この『紋』を刻む道具は本当に途方もない存在ということは確かだ。
そうだというのに……
なぜか、オーユゥーン達全員がぽかんと口を開けて俺を見ているし。
「んだよてめえら」
「あ、いえ……その、よくわかりませんけれど、急にお兄様が生き生きとお話を始めてしまわれましたので、ちょっと驚きまして。お兄様は魔術師でいらっしゃいましたの?」
うんうんとそれに頷く他の連中。
「俺は戦士だよ。なんだよその目は。戦士が魔法知ってちゃいけねえのかよ」
そういや、魔無しの戦士なんてくそみそだみてえなことをゴードンじいさんも言っていたな。ってことはあれだな、こいつら俺のこと魔法も使えない本当の役立たずくらいに思ってたってことか。くそがっ。マジで、ムカついてきた。

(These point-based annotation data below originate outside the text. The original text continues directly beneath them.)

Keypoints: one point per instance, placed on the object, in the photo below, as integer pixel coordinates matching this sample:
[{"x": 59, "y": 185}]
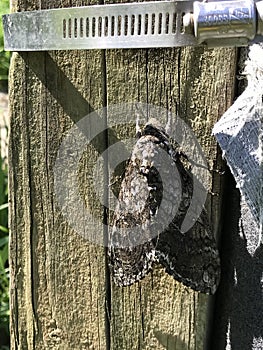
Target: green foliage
[{"x": 4, "y": 56}]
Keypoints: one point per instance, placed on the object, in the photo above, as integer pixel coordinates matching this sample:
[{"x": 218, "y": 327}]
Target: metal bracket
[{"x": 136, "y": 25}]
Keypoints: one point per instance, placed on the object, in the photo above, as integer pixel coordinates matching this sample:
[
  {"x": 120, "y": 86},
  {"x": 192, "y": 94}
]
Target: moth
[{"x": 154, "y": 197}]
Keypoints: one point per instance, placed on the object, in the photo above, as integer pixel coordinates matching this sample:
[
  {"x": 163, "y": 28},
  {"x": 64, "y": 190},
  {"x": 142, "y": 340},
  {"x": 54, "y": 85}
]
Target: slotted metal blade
[{"x": 140, "y": 25}]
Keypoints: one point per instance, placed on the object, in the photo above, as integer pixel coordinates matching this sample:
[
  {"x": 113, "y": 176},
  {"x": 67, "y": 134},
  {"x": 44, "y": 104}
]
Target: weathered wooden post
[{"x": 61, "y": 292}]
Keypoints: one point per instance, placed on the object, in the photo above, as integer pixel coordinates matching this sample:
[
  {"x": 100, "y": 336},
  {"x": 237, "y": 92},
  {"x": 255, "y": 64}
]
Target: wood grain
[{"x": 60, "y": 292}]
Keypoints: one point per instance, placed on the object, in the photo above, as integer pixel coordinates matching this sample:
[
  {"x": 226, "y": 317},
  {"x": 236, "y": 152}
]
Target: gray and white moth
[{"x": 153, "y": 200}]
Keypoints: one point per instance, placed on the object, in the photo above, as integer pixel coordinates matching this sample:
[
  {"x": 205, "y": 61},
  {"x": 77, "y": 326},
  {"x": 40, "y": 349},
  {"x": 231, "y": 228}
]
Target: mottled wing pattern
[{"x": 144, "y": 231}]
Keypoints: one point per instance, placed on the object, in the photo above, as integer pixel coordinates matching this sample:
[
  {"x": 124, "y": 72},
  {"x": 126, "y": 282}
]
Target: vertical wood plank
[
  {"x": 57, "y": 277},
  {"x": 158, "y": 312}
]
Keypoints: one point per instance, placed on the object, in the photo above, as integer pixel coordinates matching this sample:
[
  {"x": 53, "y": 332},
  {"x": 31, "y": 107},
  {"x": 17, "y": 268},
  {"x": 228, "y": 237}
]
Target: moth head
[{"x": 152, "y": 127}]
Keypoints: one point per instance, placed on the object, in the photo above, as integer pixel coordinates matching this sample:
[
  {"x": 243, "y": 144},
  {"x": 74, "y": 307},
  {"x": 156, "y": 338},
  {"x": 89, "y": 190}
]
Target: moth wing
[
  {"x": 130, "y": 260},
  {"x": 191, "y": 257}
]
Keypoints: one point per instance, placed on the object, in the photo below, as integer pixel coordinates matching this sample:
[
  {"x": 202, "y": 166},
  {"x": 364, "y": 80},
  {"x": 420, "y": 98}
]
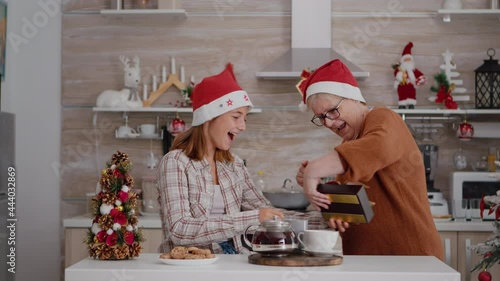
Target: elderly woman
[{"x": 378, "y": 151}]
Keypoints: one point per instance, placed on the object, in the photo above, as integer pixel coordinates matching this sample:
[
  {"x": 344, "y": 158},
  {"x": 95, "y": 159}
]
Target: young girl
[{"x": 206, "y": 195}]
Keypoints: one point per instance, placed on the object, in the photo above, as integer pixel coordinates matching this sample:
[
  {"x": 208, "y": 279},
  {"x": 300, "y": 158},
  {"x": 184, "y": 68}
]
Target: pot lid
[{"x": 276, "y": 225}]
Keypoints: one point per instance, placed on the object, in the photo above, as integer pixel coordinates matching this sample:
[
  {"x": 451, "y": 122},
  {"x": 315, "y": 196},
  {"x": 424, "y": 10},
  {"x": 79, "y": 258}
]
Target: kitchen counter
[
  {"x": 229, "y": 267},
  {"x": 153, "y": 221}
]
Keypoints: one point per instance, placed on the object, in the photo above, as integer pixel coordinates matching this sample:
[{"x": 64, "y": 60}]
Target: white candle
[
  {"x": 163, "y": 74},
  {"x": 172, "y": 65},
  {"x": 182, "y": 74},
  {"x": 145, "y": 92},
  {"x": 155, "y": 84}
]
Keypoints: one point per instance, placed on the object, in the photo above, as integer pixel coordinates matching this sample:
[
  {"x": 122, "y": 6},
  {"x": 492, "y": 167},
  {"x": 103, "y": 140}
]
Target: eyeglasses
[{"x": 332, "y": 114}]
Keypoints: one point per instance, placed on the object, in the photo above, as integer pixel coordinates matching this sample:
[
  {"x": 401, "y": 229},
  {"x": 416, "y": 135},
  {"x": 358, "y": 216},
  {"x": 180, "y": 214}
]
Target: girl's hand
[
  {"x": 300, "y": 174},
  {"x": 338, "y": 225}
]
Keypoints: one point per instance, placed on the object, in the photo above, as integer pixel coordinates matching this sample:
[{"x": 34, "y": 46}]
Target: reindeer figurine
[{"x": 129, "y": 96}]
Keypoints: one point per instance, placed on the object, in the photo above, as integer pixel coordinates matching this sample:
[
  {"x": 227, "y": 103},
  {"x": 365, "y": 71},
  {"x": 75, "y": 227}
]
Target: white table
[{"x": 236, "y": 267}]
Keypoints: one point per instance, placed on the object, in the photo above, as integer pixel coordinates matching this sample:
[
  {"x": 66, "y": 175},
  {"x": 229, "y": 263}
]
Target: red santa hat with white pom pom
[
  {"x": 407, "y": 51},
  {"x": 216, "y": 95},
  {"x": 331, "y": 78}
]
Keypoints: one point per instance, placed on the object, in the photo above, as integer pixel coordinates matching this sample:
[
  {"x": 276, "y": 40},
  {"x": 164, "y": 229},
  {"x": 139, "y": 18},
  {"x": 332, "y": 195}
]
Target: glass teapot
[{"x": 272, "y": 238}]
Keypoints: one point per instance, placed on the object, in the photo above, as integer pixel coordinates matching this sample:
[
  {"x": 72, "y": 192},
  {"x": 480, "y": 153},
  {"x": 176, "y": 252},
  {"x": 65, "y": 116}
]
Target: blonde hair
[{"x": 193, "y": 143}]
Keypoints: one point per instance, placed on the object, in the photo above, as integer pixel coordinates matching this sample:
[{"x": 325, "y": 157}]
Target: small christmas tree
[
  {"x": 114, "y": 233},
  {"x": 443, "y": 90}
]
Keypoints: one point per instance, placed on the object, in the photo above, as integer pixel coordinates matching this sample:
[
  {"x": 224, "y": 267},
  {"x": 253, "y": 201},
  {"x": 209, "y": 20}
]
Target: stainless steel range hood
[{"x": 311, "y": 43}]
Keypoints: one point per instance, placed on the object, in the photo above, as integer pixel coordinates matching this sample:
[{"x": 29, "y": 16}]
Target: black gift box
[{"x": 349, "y": 203}]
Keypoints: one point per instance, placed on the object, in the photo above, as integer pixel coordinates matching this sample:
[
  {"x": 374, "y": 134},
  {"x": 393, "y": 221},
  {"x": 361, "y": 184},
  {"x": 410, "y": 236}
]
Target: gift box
[{"x": 349, "y": 203}]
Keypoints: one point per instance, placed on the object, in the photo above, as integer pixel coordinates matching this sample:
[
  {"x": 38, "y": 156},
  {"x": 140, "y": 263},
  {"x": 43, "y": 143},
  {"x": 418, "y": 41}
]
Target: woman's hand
[
  {"x": 300, "y": 174},
  {"x": 311, "y": 191},
  {"x": 338, "y": 225},
  {"x": 269, "y": 213}
]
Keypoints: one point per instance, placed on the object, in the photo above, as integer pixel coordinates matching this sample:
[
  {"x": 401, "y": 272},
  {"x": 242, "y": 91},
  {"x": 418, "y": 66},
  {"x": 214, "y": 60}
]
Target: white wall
[{"x": 32, "y": 91}]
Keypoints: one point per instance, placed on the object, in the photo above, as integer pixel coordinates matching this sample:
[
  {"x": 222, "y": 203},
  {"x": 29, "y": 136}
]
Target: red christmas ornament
[
  {"x": 484, "y": 276},
  {"x": 449, "y": 103},
  {"x": 177, "y": 126},
  {"x": 111, "y": 239},
  {"x": 129, "y": 237},
  {"x": 101, "y": 236},
  {"x": 441, "y": 96}
]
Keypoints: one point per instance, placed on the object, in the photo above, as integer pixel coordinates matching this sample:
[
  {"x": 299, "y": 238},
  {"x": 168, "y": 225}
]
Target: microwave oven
[{"x": 469, "y": 185}]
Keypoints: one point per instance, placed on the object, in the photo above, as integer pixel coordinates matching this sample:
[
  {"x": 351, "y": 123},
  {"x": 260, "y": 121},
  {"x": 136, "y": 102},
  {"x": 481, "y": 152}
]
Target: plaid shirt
[{"x": 186, "y": 191}]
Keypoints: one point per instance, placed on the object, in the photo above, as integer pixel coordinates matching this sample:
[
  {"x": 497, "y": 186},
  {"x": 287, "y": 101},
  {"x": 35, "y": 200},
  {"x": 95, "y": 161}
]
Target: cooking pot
[
  {"x": 272, "y": 238},
  {"x": 287, "y": 197}
]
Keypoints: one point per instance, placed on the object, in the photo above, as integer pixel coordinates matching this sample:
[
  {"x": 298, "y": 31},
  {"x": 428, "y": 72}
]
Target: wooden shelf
[
  {"x": 154, "y": 109},
  {"x": 177, "y": 12},
  {"x": 445, "y": 112},
  {"x": 468, "y": 12}
]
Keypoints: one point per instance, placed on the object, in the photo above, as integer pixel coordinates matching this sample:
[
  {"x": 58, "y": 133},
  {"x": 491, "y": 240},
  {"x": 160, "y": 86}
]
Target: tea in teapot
[{"x": 272, "y": 238}]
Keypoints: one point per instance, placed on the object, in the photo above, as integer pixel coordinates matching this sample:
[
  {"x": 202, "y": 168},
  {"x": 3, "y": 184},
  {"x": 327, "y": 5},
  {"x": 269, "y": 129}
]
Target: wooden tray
[{"x": 295, "y": 259}]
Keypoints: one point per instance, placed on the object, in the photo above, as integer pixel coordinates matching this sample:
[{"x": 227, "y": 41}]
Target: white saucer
[
  {"x": 149, "y": 136},
  {"x": 322, "y": 254},
  {"x": 189, "y": 262}
]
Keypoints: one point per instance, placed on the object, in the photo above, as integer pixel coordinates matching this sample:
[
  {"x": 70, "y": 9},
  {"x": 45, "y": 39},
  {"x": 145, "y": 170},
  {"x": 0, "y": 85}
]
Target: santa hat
[
  {"x": 216, "y": 95},
  {"x": 332, "y": 78},
  {"x": 407, "y": 51}
]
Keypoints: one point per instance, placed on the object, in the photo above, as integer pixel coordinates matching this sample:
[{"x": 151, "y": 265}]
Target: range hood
[{"x": 311, "y": 43}]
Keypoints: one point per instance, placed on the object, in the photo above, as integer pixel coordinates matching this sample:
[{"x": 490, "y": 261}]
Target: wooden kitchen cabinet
[
  {"x": 467, "y": 258},
  {"x": 449, "y": 241},
  {"x": 458, "y": 255},
  {"x": 75, "y": 249}
]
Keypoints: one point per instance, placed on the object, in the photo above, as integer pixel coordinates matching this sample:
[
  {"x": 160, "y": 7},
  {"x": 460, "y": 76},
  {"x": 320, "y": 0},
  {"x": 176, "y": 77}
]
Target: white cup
[
  {"x": 125, "y": 131},
  {"x": 319, "y": 241},
  {"x": 146, "y": 129},
  {"x": 459, "y": 209}
]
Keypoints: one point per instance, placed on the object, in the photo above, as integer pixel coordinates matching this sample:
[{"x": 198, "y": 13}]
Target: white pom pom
[
  {"x": 303, "y": 107},
  {"x": 105, "y": 209},
  {"x": 95, "y": 228}
]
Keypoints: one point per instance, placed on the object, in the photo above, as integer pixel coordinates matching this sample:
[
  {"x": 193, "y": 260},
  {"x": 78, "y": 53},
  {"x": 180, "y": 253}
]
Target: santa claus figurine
[{"x": 408, "y": 78}]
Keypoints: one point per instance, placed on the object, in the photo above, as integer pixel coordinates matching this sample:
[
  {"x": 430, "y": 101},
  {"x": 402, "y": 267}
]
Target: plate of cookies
[{"x": 180, "y": 255}]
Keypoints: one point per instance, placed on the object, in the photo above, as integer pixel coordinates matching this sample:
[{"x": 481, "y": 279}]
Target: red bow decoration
[{"x": 301, "y": 85}]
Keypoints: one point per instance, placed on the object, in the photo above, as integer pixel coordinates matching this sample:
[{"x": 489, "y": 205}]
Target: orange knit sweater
[{"x": 387, "y": 160}]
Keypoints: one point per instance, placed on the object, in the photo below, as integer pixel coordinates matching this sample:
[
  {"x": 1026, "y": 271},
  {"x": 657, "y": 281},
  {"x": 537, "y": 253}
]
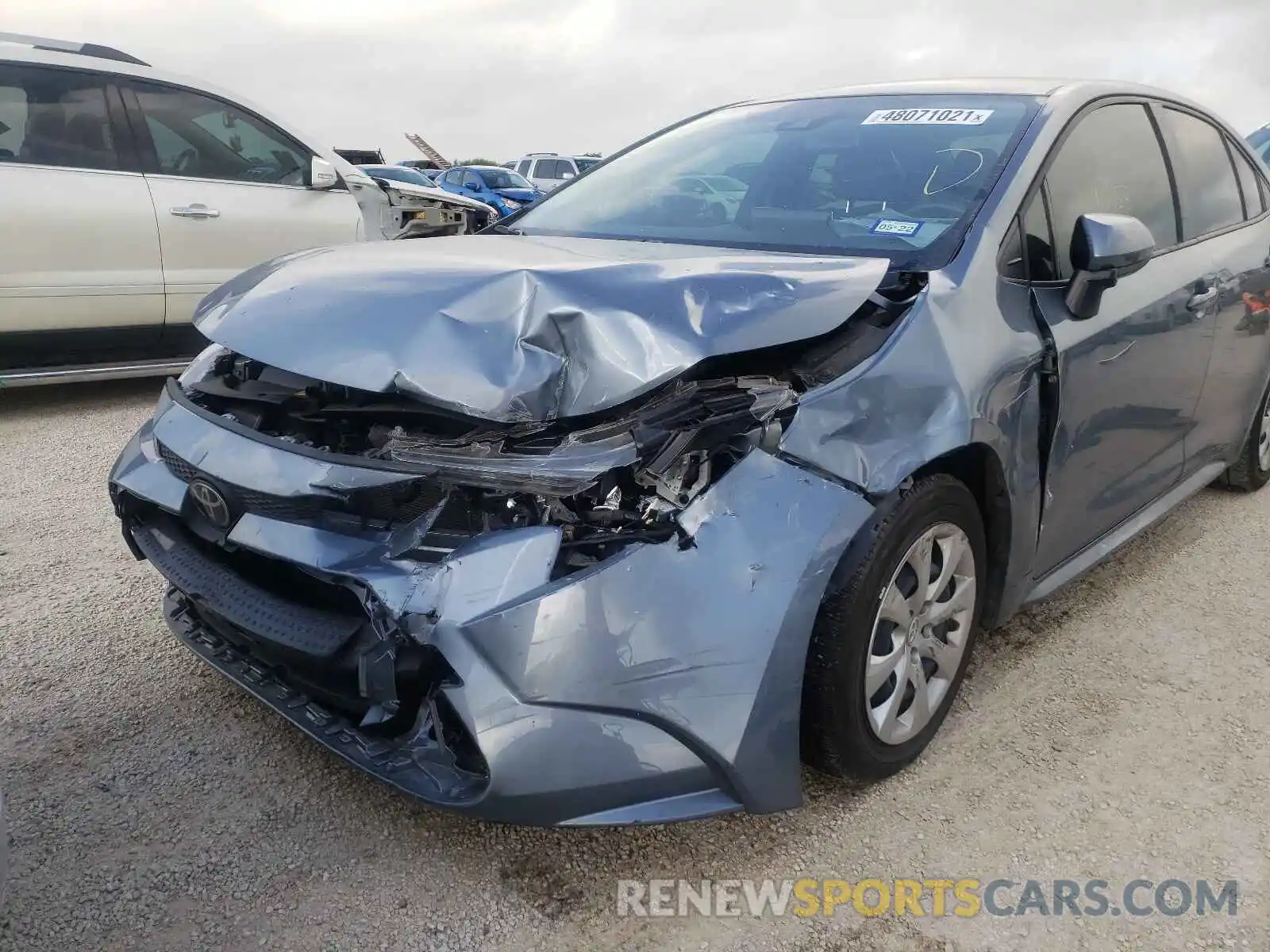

「あのなぁ、俺だって魔法くらい使えんだよ。っざっけんな馬鹿にしやがって」
「あ、いえ、決してそういうことではなくて……もし、魔法のことにお詳しいのでしたら、できたらその……」
急におどおどとしつつ俺に何かを言おうとし始めたオーユゥーンであったが、次の瞬間その言葉は中断を余儀なくされた。
室外に何やら駆けるような足音が響き始め、バンッと突然この部屋の扉が開け放たれたのだ。
「オーユゥーン姉。【ミンミ】が呼んでるよ。すぐに来てよ」
そこには無表情な一人の娼婦が立っていた。